Claremore's layoff experience reflects broader Oklahoma employment dynamics without being disproportionately severe. Oklahoma's current unemployment rate of 3.9 percent (January 2026) sits below the national rate of 4.3 percent (March 2026), suggesting that the state's labor market has recovered more robustly than the national average. However, this overall strength masks regional variation, with manufacturing-dependent areas like Claremore potentially lagging behind oil-and-gas-dependent regions that have benefited from recent energy price recovery.

The state's H-1B visa program utilization is dominated by universities and healthcare institutions rather than private manufacturing or energy companies.
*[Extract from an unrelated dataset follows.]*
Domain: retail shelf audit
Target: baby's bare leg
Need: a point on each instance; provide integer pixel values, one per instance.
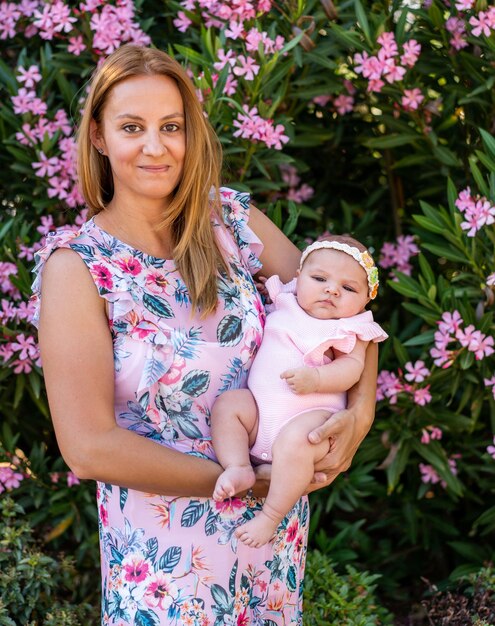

The University of Oklahoma and associated health institutions account for 1,085 certified H-1B petitions with extraordinarily high average salaries ($420,215 and $106,507 respectively), reflecting demand for specialized academic and medical professionals. Private employers like Accenture dominate the remaining private-sector H-1B activity with technology and engineering positions. This pattern suggests that Oklahoma's skilled foreign worker recruitment concentrates in sectors where Claremore likely has minimal presence—universities and technology hubs—rather than in manufacturing or utilities where Claremore's documented layoffs occurred.

The absence of H-1B petitions from Baldor Electric, Valtimet, or Apergy indicates that these manufacturers have not pursued workforce replacement strategies utilizing visa-sponsored workers, at least not at levels documented in federal records.